Похоже, мне удалось его смутить. По крайней мере, несколько секунд он молчал, подбирая слова. Потом сказал:
— Сначала надо убедиться, что это вы. — Он подошел к Роману Романовичу. И произнес странную фразу: — Мертвым легко вдвойне?
Я удивленно посмотрел на Ремми. Что тот скажет?
Ремми побелел и сделал шаг назад. Не похоже, что бы он мог говорить. Это было заклинание, что ли?
Павел удовлетворенно кивнул и посмотрел на меня. Я с любопытством уставился в его большие черные зрачки.
Он молчал с полминуты — то ли для эффекта, то ли придумывал фразу.
А затем сказал:
— Море никогда не меняется?
Вспышка.
Под нами расстилалась лазурная сверкающая бездна. По спокойной, едва колеблющейся поверхности воды перебегали цепочки бликов. В выбеленном солнцем небе кружила одинокая крикливая чайка.
— Высоко, — сказала Элька, подойдя к краю. — Боишься?
— Конечно, нет, — ответил я. — Я же не собираюсь туда прыгать. Я же не свихнулся.
— А вслед за мной — спрыгнешь?
Ее детский вызов рассмешил меня. Сколько ей? Четырнадцать? Или шестнадцать будет?
В этот день заканчивалась вторая неделя семейного отдыха. Отпуск родителей близился к завершению. Предки удивлялись, где я пропадаю целыми днями, однако не возражали. Наверное, они догадывались.
Но Элька была права. Здесь я нашел ее. И что? Здесь же я ее и оставлю?
Мне надо было ее утихомирить, но я промедлил, и молчание она приняла за нерешительность.
Повернувшись, Элька шагнула в пропасть.
Я выкинул руку к ней:
— Не глупи!
Поздно. Начав падать классическим "солдатиком", она сделала невероятное сальто и десятком метров спустя вошла в воду руками вперед. Почти без брызг.
— Черт! — выпалил я. — Вот же блин!
В первую секунду я дернулся к краю, но внезапно остановился, еле удержав равновесие. Стало страшно до чертиков.
Опустившись на колени, я уставился вниз и замер так на несколько секунд. Она не выплывала. Из-за бликов я не мог рассмотреть ее под водой.
Тогда я встал и решительно зашагал прочь от обрыва.
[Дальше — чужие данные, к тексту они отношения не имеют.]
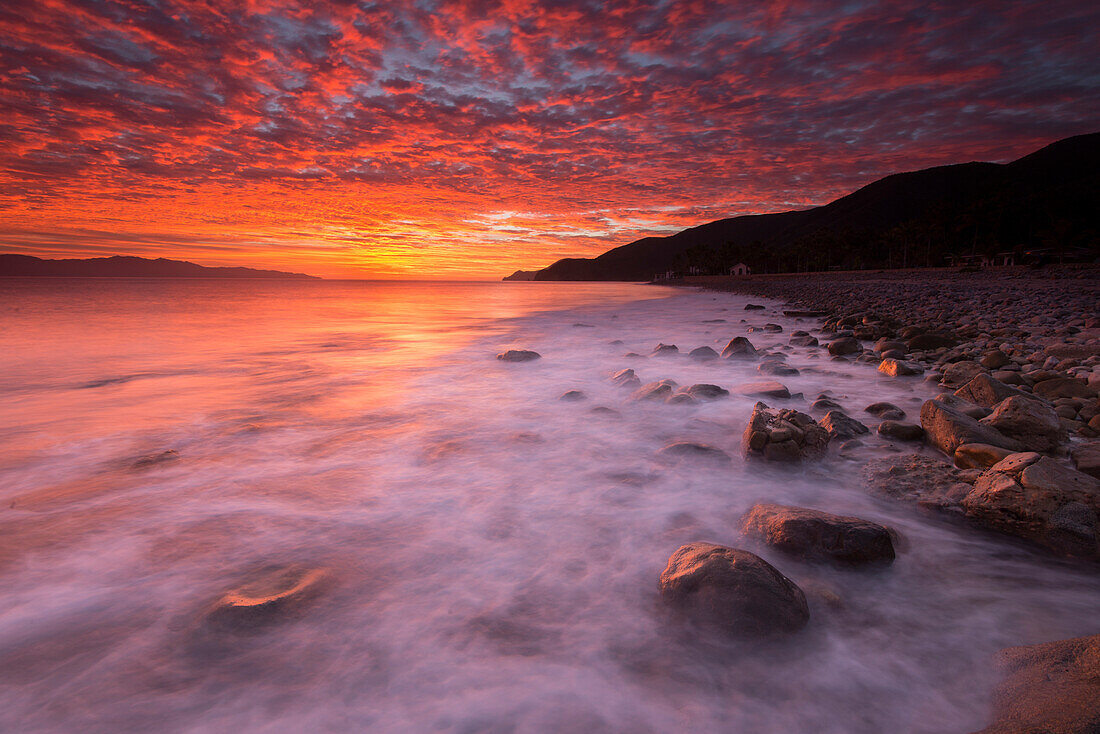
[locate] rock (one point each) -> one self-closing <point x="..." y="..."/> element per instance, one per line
<point x="1053" y="688"/>
<point x="927" y="341"/>
<point x="993" y="360"/>
<point x="886" y="411"/>
<point x="783" y="435"/>
<point x="1041" y="501"/>
<point x="733" y="590"/>
<point x="1064" y="387"/>
<point x="813" y="533"/>
<point x="739" y="348"/>
<point x="844" y="346"/>
<point x="626" y="379"/>
<point x="919" y="479"/>
<point x="902" y="431"/>
<point x="706" y="392"/>
<point x="518" y="355"/>
<point x="277" y="594"/>
<point x="703" y="353"/>
<point x="947" y="428"/>
<point x="1087" y="458"/>
<point x="655" y="391"/>
<point x="899" y="369"/>
<point x="959" y="373"/>
<point x="1033" y="424"/>
<point x="979" y="456"/>
<point x="768" y="389"/>
<point x="983" y="390"/>
<point x="681" y="450"/>
<point x="840" y="426"/>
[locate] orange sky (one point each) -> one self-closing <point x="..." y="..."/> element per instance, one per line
<point x="466" y="140"/>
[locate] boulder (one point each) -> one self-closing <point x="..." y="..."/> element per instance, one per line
<point x="979" y="456"/>
<point x="518" y="355"/>
<point x="626" y="379"/>
<point x="947" y="427"/>
<point x="986" y="391"/>
<point x="957" y="374"/>
<point x="739" y="348"/>
<point x="1032" y="423"/>
<point x="733" y="590"/>
<point x="703" y="353"/>
<point x="689" y="450"/>
<point x="1087" y="458"/>
<point x="767" y="389"/>
<point x="705" y="392"/>
<point x="783" y="435"/>
<point x="902" y="431"/>
<point x="919" y="479"/>
<point x="1053" y="688"/>
<point x="886" y="411"/>
<point x="1038" y="500"/>
<point x="655" y="391"/>
<point x="813" y="533"/>
<point x="840" y="426"/>
<point x="844" y="346"/>
<point x="898" y="369"/>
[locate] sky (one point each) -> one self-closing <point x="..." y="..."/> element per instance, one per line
<point x="466" y="140"/>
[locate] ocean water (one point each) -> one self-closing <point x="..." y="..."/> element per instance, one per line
<point x="490" y="551"/>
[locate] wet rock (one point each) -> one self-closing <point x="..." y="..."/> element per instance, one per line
<point x="840" y="426"/>
<point x="947" y="427"/>
<point x="783" y="435"/>
<point x="706" y="392"/>
<point x="518" y="355"/>
<point x="1038" y="500"/>
<point x="886" y="411"/>
<point x="1031" y="423"/>
<point x="681" y="450"/>
<point x="733" y="590"/>
<point x="983" y="390"/>
<point x="957" y="374"/>
<point x="768" y="389"/>
<point x="703" y="353"/>
<point x="919" y="479"/>
<point x="814" y="533"/>
<point x="844" y="346"/>
<point x="902" y="431"/>
<point x="1087" y="458"/>
<point x="276" y="595"/>
<point x="1053" y="688"/>
<point x="739" y="348"/>
<point x="898" y="369"/>
<point x="979" y="456"/>
<point x="626" y="379"/>
<point x="655" y="391"/>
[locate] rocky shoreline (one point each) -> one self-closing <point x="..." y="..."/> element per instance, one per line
<point x="1016" y="354"/>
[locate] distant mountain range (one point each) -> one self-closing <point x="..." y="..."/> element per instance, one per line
<point x="123" y="266"/>
<point x="1047" y="200"/>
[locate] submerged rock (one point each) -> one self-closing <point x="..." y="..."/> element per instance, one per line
<point x="814" y="533"/>
<point x="733" y="590"/>
<point x="518" y="355"/>
<point x="1053" y="688"/>
<point x="783" y="435"/>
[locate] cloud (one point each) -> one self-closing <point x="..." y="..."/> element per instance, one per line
<point x="385" y="135"/>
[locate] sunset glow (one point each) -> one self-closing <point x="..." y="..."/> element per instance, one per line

Затем резко развернулся — пытаясь себя обмануть, представляя себе это как спонтанное решение — и рванул обратно. Пропасть почти мгновенно оказалась передо мной. Ноги оттолкнулись от земли, и я взмыл в воздух. Началось свободное падение. Лазурная поверхность стала приближаться.
Дико заорав, я все же подумал об одной важной вещи, за которую не раз благодарил себя впоследствии. Я сжал ноги так сильно, как только смог.
А в следующую секунду резко погрузился в воду.
Вспышка.
В окне, за плечом Павла, была видна сплошная черная туча. Неожиданно в ее глубине мелькнул разряд, подсветив тучу сиреневым и озарив тем же самым светом стену дома напротив.
— Кто вы такой? — спросил я.
— Не могу ответить, — сказал Павел. — Моя роль не должна оказать влияния на ваше решение. Называйте меня deus ex machina. Вам известно такое понятие?
— Известно, — кивнул я. — В книжках или фильмах так говорят о неоправданном хэппи-энде, когда помощь приходит извне.
— Когда помогает божественное вмешательство, — кивнул Павел. — Я уточню, чтобы было понятнее. Есть другая вариация: бог, делающий подарки.
— Вы — бог? — улыбнулся я.
— Я всего лишь посредник. А от кого — неважно. Важно ваше решение. Вы должны выбрать.
— Что выбрать? — осведомился я. — Вы умеете говорить по существу?
Павел сказал:
— Выбрать: принять дар, предложенный человечеству, или отвергнуть его. Вы должны решить за всех.
Мы помолчали.
— А почему не спросить человечество? — поинтересовался я. — Раз уж подарок от бога, разве он не сможет это осуществить?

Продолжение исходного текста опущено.